Quais são as suas vantagens?
"Já se falava de que chegaria ao mercado de forma natural no ano 2020. Não foi assim, mas, chegará a qualquer momento, provavelmente estaríamos a falar de cinco ou dez anos para que isto seja efectivo. Por enquanto, ainda que chegue ao mercado, vai ser de forma residual", avança Robles. "Além de uma vantagem nutricional porque pode-se fazer praticamente sob medida, outra vantagem seria a segurança alimentar. Ao ser feita num laboratório não vai ter nunca um problema de intoxicações conhecidas por microorganismos que sim aparecem na carne de pecuária. Também é uma vantagem ambiental", expõe a nutricionista.
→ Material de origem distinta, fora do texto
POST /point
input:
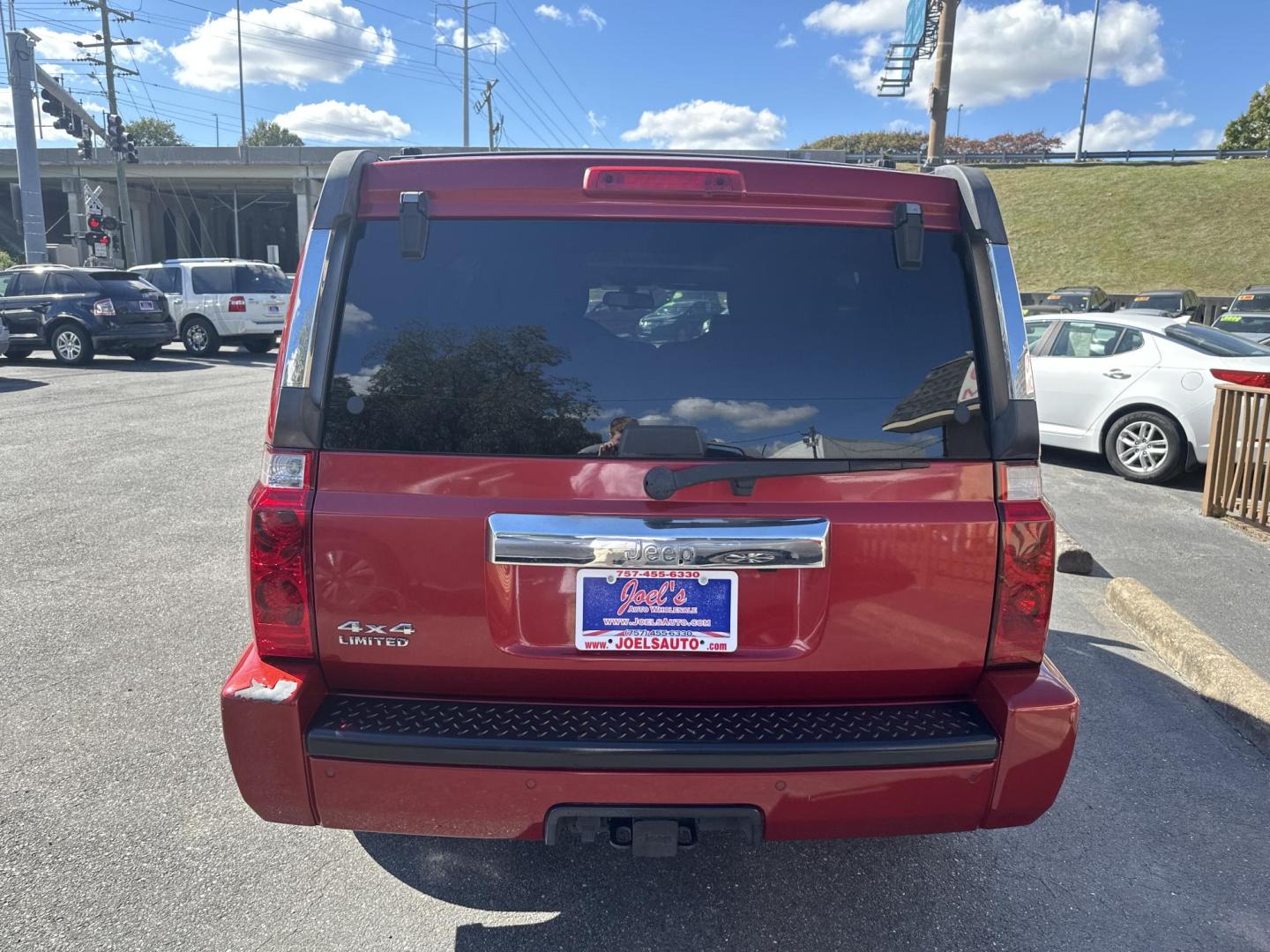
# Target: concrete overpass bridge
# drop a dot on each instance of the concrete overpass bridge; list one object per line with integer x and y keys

Uma análise da Universidade de Oxford reconhece que a carne cultivada em laboratório requer entre 7% e 45% menos de uso de energia; emite entre 78% e 96% menos de gases de efeito de estufa; emprega 99% menos de uso da terra; e requer entre 82% e 96% menos de água (as variações nas percentagens dependem das diferentes procuras de recursos por cada tipo de carne).
Quais são os seus inconvenientes?
Para Robles, o principal inconveniente está no âmbito económico. "É extremamente cara. Tem que se produzir em grandes quantidades para que seja rentável. Também a rejeição do consumidor é um grande inconveniente", reconhece a tecnóloga de alimentos.
Por seu lado, Mulet afirma que nível nutricional é o mesmo que uma carne tradicional. "Tem a mesma composição, mas, tal como todas as carnes, não tem o mesmo sabor ou a mesma qualidade. Não esperes uma carne de qualidade premium", sublinha. "No futuro será uma opção mais, mas não vai substituir a carne de pecuária. A FDA aprovou-a e, seguramente mais países o farão, ainda que Europa seja mais conservadora", finaliza.